Lord Beecham
Main Page: Lord Beecham (Labour - Life peer)My Lords, this may well be Third Reading, but the amendment will go to the other place as a Lords amendment, so it is perfectly possible, as my noble friend has courteously offered, for the matter to be clarified and, if there is a need for further technical clarification, that could be made in the other place.
May I just point out that in Clause 53, on the same page, there is a definition of a letting agent, and that it is pretty much the same as how Clause 54(1), and the amendment, would define a property manager. So there would be consistency between the two positions. If there is to be clarification, it would presumably, on whatever basis, apply the same rules to both a letting agent and a property manager.
My Lords, I think it would be right for me to endeavour to get a full explanation during the debates that we are going to have this afternoon.
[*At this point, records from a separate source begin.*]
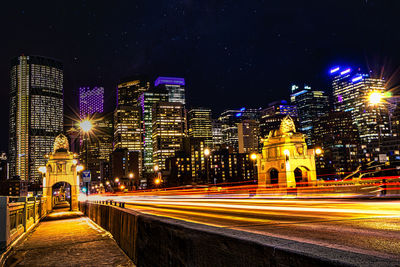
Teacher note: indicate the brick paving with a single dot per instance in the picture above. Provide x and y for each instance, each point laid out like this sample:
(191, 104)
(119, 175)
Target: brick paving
(67, 238)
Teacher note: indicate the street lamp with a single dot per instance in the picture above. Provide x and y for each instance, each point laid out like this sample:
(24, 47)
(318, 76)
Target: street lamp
(318, 151)
(86, 126)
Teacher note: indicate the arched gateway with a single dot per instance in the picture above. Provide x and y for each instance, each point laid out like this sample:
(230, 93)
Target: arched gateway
(285, 159)
(61, 167)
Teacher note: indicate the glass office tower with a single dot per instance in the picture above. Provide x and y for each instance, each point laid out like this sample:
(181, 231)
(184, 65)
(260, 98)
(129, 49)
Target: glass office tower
(36, 113)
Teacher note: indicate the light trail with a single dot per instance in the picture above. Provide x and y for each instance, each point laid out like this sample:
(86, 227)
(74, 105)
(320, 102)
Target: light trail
(362, 226)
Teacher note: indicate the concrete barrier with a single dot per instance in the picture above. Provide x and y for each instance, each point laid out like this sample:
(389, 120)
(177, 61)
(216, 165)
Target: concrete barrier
(17, 216)
(157, 241)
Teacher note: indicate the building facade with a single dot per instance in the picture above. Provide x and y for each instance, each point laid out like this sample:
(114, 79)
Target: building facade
(249, 136)
(175, 88)
(168, 131)
(310, 105)
(351, 91)
(90, 101)
(272, 116)
(200, 124)
(36, 113)
(129, 90)
(146, 101)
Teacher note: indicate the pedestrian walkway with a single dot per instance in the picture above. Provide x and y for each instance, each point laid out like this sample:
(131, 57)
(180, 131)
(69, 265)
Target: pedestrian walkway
(66, 238)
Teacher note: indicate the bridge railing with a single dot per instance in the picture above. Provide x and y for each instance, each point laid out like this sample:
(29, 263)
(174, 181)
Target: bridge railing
(17, 216)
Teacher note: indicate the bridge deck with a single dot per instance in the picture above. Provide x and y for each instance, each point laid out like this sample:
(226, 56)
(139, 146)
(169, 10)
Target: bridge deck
(67, 238)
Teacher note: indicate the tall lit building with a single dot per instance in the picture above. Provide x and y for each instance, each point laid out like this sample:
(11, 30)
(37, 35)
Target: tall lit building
(127, 128)
(100, 144)
(351, 91)
(175, 88)
(338, 138)
(310, 104)
(229, 120)
(146, 101)
(90, 101)
(249, 136)
(272, 116)
(168, 131)
(200, 124)
(36, 113)
(218, 136)
(129, 90)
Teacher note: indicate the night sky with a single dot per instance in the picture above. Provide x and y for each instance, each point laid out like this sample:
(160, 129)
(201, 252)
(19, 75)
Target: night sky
(232, 53)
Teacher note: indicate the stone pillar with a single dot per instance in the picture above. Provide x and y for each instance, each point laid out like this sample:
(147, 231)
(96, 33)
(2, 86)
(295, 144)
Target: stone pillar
(74, 197)
(4, 222)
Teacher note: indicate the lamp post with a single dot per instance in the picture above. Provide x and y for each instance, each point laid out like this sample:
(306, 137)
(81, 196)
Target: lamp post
(86, 126)
(42, 170)
(253, 157)
(206, 155)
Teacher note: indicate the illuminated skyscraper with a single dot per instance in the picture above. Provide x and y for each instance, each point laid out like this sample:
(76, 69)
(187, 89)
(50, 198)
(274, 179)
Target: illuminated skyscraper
(351, 92)
(175, 88)
(100, 144)
(230, 119)
(272, 116)
(168, 131)
(129, 90)
(310, 104)
(146, 101)
(218, 137)
(200, 124)
(127, 130)
(249, 136)
(90, 101)
(36, 113)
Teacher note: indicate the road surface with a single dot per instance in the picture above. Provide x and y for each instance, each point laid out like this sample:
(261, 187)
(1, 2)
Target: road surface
(363, 226)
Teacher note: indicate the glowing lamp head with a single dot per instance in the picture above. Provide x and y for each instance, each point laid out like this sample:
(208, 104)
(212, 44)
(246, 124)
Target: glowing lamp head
(86, 125)
(42, 169)
(375, 98)
(79, 168)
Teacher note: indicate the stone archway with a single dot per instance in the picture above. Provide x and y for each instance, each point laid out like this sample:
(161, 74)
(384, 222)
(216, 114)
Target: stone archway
(301, 175)
(61, 167)
(274, 176)
(286, 151)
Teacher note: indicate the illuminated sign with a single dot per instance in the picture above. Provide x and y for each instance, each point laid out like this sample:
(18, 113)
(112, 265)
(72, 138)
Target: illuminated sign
(355, 79)
(169, 80)
(334, 70)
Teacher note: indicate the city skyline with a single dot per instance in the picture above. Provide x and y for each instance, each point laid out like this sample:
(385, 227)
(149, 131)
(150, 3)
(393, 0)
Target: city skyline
(134, 46)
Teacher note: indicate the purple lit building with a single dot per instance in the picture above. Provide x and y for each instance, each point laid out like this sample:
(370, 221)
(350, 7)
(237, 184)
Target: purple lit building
(175, 88)
(90, 100)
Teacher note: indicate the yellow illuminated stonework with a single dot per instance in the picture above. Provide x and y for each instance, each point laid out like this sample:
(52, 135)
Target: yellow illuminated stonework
(61, 167)
(285, 159)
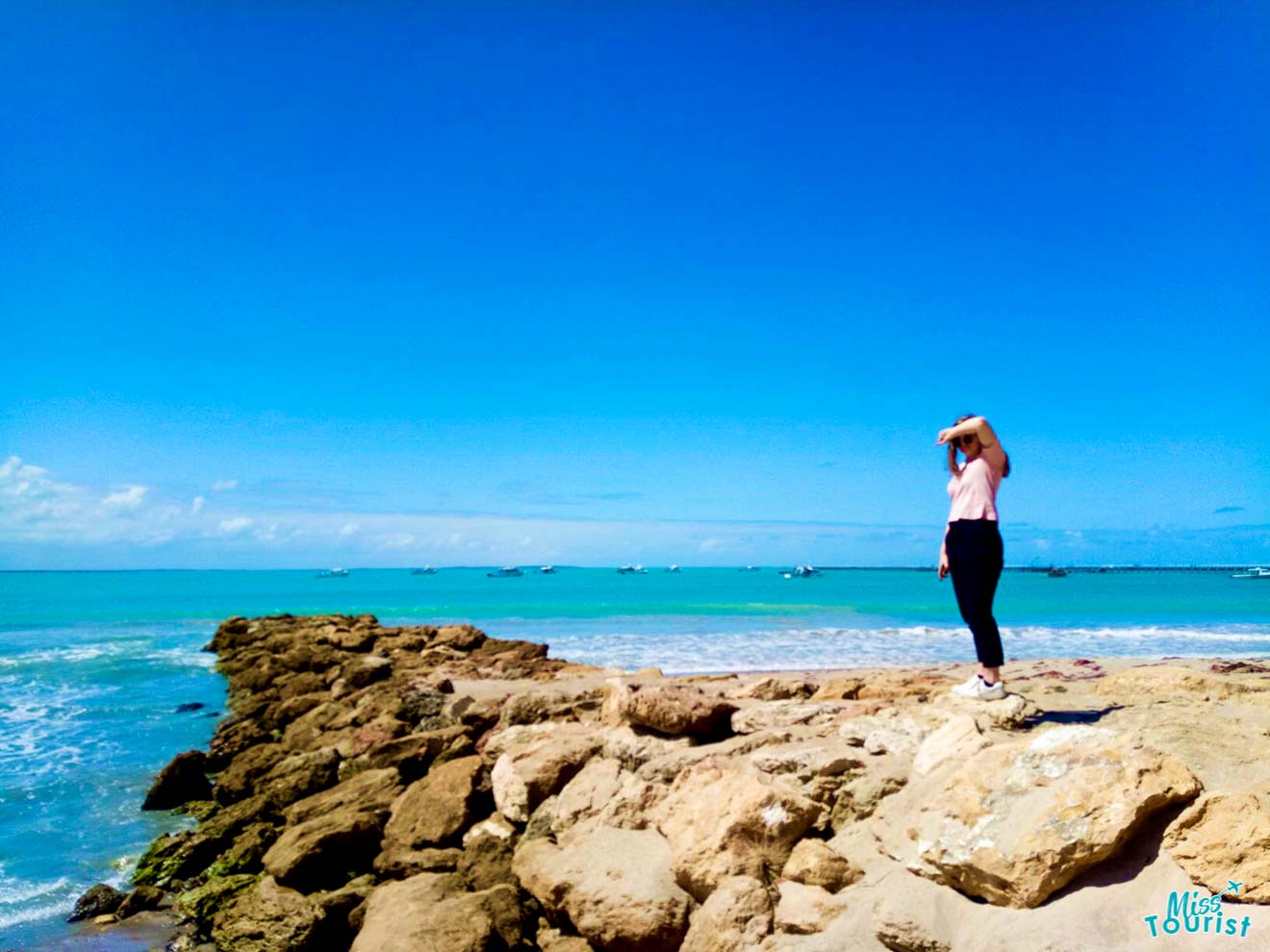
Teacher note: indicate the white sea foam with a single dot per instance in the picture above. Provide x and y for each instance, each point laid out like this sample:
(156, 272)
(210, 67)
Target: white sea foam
(826, 647)
(18, 900)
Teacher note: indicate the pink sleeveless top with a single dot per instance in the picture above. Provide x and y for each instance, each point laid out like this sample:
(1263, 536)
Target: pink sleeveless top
(975, 491)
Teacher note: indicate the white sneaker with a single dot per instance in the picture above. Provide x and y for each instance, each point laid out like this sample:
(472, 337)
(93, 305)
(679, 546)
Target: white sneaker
(978, 689)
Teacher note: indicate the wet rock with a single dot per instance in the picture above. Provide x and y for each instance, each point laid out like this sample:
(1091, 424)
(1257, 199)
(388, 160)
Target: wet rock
(269, 918)
(1226, 837)
(1030, 815)
(246, 855)
(615, 887)
(203, 903)
(140, 900)
(96, 900)
(179, 782)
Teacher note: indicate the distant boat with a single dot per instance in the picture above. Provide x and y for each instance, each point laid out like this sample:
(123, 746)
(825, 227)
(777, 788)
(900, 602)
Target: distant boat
(1253, 574)
(801, 571)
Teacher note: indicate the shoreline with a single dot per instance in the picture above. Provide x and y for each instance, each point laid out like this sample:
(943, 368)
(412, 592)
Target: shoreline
(338, 724)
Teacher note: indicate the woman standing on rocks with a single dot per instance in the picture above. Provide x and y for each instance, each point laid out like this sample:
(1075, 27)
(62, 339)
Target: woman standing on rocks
(972, 544)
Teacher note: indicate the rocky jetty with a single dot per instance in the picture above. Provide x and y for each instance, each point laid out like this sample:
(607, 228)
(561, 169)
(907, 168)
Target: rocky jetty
(380, 789)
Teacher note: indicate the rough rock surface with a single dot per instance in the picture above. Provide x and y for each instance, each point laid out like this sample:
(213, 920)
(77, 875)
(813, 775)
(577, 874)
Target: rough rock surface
(1226, 837)
(535, 769)
(734, 919)
(805, 909)
(1025, 817)
(814, 864)
(321, 852)
(673, 710)
(96, 900)
(615, 887)
(269, 918)
(179, 782)
(437, 809)
(429, 912)
(724, 821)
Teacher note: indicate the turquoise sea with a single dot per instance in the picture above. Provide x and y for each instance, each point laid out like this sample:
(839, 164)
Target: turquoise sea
(93, 665)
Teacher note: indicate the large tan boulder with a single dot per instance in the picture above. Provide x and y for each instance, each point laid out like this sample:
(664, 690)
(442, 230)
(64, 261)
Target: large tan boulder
(318, 853)
(1226, 837)
(722, 820)
(959, 739)
(784, 714)
(1025, 817)
(433, 812)
(804, 909)
(372, 791)
(671, 709)
(734, 919)
(530, 772)
(633, 748)
(606, 792)
(1169, 679)
(814, 864)
(614, 885)
(429, 912)
(269, 918)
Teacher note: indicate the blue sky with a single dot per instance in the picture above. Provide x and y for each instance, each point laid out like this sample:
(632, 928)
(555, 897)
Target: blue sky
(479, 284)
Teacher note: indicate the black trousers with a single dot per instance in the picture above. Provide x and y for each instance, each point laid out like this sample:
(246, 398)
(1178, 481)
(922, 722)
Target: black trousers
(976, 558)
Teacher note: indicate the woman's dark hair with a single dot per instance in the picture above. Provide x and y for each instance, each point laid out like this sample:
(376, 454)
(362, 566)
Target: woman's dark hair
(952, 466)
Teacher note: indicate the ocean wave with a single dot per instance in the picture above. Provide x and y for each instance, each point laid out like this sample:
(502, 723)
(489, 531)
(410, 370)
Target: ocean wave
(828, 647)
(16, 896)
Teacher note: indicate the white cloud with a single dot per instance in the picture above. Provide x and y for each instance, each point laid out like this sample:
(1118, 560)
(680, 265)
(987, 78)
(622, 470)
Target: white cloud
(128, 498)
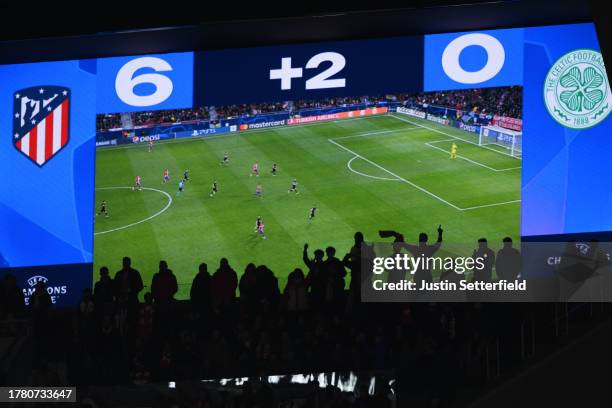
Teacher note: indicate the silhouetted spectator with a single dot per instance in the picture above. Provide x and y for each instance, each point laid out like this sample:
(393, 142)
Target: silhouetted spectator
(426, 251)
(12, 297)
(249, 294)
(487, 257)
(267, 285)
(224, 284)
(508, 264)
(164, 285)
(200, 295)
(359, 262)
(334, 269)
(295, 295)
(103, 292)
(127, 284)
(86, 313)
(316, 279)
(146, 316)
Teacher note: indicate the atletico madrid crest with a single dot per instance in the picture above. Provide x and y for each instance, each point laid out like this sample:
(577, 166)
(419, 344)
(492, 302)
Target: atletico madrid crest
(41, 118)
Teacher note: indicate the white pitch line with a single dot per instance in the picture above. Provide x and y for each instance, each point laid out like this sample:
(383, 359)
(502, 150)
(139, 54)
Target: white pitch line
(453, 136)
(463, 158)
(429, 193)
(376, 133)
(366, 175)
(490, 205)
(141, 221)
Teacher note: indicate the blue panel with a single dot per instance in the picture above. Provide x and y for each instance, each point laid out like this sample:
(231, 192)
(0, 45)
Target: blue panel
(566, 173)
(147, 82)
(459, 60)
(371, 67)
(46, 211)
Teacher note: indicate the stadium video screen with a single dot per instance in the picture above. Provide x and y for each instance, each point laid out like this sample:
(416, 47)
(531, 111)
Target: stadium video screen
(248, 154)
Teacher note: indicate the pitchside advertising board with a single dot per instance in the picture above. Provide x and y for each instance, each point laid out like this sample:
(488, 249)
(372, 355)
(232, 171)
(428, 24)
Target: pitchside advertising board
(48, 124)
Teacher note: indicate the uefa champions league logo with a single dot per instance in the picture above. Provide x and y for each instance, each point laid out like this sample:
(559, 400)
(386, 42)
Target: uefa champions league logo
(576, 90)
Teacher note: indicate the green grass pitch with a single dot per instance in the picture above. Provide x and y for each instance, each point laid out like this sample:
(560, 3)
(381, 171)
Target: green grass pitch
(363, 174)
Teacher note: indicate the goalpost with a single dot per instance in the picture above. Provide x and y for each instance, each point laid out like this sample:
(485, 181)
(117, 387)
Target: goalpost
(499, 136)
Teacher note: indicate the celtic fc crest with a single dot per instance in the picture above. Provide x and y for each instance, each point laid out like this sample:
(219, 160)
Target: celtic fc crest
(576, 89)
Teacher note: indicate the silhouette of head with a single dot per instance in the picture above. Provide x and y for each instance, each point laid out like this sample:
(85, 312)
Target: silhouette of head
(318, 254)
(358, 237)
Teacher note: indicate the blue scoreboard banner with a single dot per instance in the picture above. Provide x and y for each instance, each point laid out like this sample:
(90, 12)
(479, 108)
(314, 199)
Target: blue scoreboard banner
(48, 123)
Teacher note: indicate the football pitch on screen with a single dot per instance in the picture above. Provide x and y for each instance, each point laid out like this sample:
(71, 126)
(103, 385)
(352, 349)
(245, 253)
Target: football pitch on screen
(362, 174)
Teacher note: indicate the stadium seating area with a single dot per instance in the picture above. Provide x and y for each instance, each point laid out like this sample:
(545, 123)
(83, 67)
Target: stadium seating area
(316, 324)
(505, 101)
(312, 325)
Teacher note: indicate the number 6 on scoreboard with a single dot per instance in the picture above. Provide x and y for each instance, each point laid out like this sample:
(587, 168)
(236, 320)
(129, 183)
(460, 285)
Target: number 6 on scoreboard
(126, 81)
(321, 81)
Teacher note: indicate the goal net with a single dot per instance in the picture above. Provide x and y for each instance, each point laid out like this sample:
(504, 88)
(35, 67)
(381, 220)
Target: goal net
(510, 140)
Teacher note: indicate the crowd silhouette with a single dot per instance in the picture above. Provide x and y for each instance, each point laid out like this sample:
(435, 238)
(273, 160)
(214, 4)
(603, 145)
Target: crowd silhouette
(124, 332)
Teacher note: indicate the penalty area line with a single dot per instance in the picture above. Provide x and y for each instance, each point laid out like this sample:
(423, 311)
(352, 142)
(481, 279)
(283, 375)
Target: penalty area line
(367, 175)
(429, 193)
(168, 204)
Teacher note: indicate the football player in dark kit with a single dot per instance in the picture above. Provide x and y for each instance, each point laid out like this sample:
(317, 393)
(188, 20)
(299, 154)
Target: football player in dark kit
(103, 208)
(313, 212)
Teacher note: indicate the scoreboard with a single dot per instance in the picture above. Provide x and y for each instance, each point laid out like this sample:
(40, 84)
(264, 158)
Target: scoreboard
(47, 194)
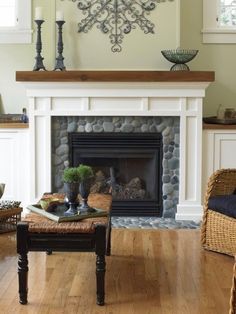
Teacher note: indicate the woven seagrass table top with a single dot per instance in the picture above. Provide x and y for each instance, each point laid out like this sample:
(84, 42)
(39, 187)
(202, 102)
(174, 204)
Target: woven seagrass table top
(39, 224)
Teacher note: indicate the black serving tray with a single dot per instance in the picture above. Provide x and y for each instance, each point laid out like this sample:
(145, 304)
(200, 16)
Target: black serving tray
(59, 214)
(215, 120)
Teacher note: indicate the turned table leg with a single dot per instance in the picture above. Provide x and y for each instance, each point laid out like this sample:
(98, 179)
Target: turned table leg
(22, 250)
(100, 251)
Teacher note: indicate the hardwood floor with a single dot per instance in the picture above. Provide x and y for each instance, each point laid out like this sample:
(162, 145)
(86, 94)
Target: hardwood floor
(149, 272)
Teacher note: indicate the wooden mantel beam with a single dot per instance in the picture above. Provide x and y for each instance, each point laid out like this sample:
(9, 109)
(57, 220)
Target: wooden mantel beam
(115, 76)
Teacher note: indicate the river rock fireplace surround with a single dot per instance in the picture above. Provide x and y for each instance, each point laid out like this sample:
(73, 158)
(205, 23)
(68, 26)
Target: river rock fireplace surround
(120, 93)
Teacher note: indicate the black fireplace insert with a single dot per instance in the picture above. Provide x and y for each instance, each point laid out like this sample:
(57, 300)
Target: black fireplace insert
(128, 165)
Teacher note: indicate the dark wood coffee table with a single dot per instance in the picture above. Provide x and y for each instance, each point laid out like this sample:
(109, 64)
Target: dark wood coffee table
(37, 233)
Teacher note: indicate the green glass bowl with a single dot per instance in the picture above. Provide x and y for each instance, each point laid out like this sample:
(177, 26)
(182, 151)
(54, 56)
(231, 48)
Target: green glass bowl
(180, 57)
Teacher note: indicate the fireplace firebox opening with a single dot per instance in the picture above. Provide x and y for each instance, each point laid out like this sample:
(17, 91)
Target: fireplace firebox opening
(127, 165)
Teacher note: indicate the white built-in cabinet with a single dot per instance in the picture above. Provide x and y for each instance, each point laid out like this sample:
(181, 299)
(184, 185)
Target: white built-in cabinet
(14, 164)
(219, 150)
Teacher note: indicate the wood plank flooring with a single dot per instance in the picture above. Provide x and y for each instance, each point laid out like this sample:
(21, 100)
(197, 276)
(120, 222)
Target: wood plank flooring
(149, 272)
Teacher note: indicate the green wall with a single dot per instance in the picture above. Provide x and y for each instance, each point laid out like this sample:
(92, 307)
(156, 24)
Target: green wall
(220, 58)
(93, 51)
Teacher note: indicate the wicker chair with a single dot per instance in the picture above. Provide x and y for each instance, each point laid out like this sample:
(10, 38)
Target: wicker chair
(218, 231)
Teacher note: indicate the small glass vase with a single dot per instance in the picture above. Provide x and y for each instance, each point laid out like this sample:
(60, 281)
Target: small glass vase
(84, 190)
(72, 190)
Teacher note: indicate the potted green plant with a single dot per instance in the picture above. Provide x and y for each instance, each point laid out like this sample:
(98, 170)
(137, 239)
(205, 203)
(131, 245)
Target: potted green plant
(71, 180)
(86, 176)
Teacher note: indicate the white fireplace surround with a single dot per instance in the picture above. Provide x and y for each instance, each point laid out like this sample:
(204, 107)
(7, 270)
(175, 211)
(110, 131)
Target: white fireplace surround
(183, 99)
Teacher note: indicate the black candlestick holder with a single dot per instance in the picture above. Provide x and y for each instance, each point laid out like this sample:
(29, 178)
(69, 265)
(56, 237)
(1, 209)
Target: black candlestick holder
(39, 59)
(59, 59)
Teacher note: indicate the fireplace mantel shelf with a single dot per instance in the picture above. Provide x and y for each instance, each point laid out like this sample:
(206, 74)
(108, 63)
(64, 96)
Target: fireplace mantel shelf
(115, 76)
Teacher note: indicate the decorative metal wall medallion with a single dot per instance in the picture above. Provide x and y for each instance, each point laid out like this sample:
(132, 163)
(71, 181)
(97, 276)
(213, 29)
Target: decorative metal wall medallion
(116, 17)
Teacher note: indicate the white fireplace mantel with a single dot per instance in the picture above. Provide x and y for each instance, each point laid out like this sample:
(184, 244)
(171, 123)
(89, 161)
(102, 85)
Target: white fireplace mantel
(181, 97)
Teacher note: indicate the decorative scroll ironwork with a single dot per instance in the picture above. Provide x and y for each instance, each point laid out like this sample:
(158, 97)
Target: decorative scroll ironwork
(116, 17)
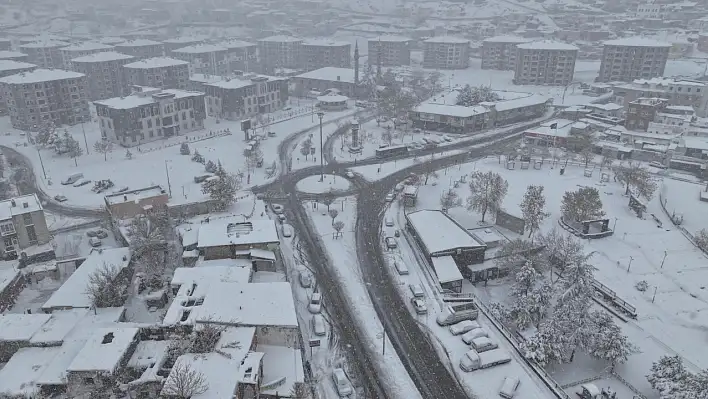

I take on board the comments of the noble Lord, Lord Kennedy, and that will be the aim. Already those behind me, and perhaps also those beside me, have put in motion a process to get some further information on top of the explanation that I have attempted to give. I will absolutely endeavour to get back to noble Lords as soon as I possibly can.
My noble friend is anticipating the result, I hope correctly. This amendment deals with one aspect of the pay-to-stay provisions which have been very controversial. I shall reiterate briefly that the rationale for the provisions is based on a myth; namely, that council housing in particular is subsidised and therefore people with what is regarded as a high income are being subsidised by the taxpayer. In fact, of course, the housing revenue accounts of councils are not subsidised. Councils are obliged to balance the books and do so through the rent system. Paradoxically, however, what we may find under the pay-to-stay provisions is that the so-called high-income residents will be subsidising the taxpayer, rather than the other way round, because the money raised from the increase to be applied will go to the Treasury.
In a useful discussion with the Secretary of State and the Minister, I suggested that at the very least there should be some indexation of the income levels to reflect the increases which one anticipates will continue to take place in the consumer prices index. The amendment seeks to provide that this could take place on the basis of a triennial review to update the levels by the rise, if there is one, in CPI. That seems reasonable and the Secretary of State thought so too. I had hoped that the Government might come forward with an amendment, but they have not done so. I assume, however, that their view has not changed and I trust that the noble Baroness will—
I thank the noble Lord for giving way. I am not sure why he has chosen the consumer prices index rather than the retail prices index, since the difference between the two is that the retail prices index reflects housing costs.
I chose the CPI because it is generally the Government’s preferred option. I thought it might be pushing the boat out a little too far to go for RPI. However, if the amendment is carried, I hope very much that the noble Lord will have a word with his colleagues in the other place and improve on it in the way he suggests. I would be perfectly happy with that outcome and I suspect he is more likely to persuade them than I am. I beg to move the amendment as it stands at this point.
My Lords, I support Amendment 8 because I have still not been given a satisfactory explanation for why the thresholds have been reduced from those that were used in the voluntary scheme. There is no evidence base for that. However, my main reason for speaking now is to seek clarification on a point raised by the Minister on Report and to reiterate a concern that I have raised all along.
Twice on Report, at cols. 470 and 472 on 18 April, the Minister said that tax credits, child benefit and disability living allowance would not be taken into account as income. That is welcome, but as she knows, DLA is gradually being replaced by the personal independence payment and only those who are currently of retirement age will continue to receive DLA in the long term. Can she confirm that PIP will also be excluded, because otherwise the commitment to disregard DLA is not worth very much? She also made it clear that other exemptions would be made in the regulations and kindly referred to the case I made with regard to those with caring responsibilities and people who are subject to domestic violence. Is she yet able to say, first, whether carer’s allowance will be exempt under the regulations and, secondly, what provision will be made to protect those whose accommodation has been adapted, either for reasons of accessibility or under the domestic violence sanctuary scheme?
I am sorry, but I still do not know what the Minister’s answer is.
I am sorry, but I am at a loss to understand quite where the Minister stands on this. It is a perfectly simple proposition. She seems sympathetic to it, as indeed the Secretary of State was in our discussions, yet no conclusion seems to have been reached. I think we ought to send a signal to the other end—possibly, with the help of the noble Lord, Lord Lansley, even improving the provision when it gets there. We ought to make our position clear, and I wish to test the opinion of the House.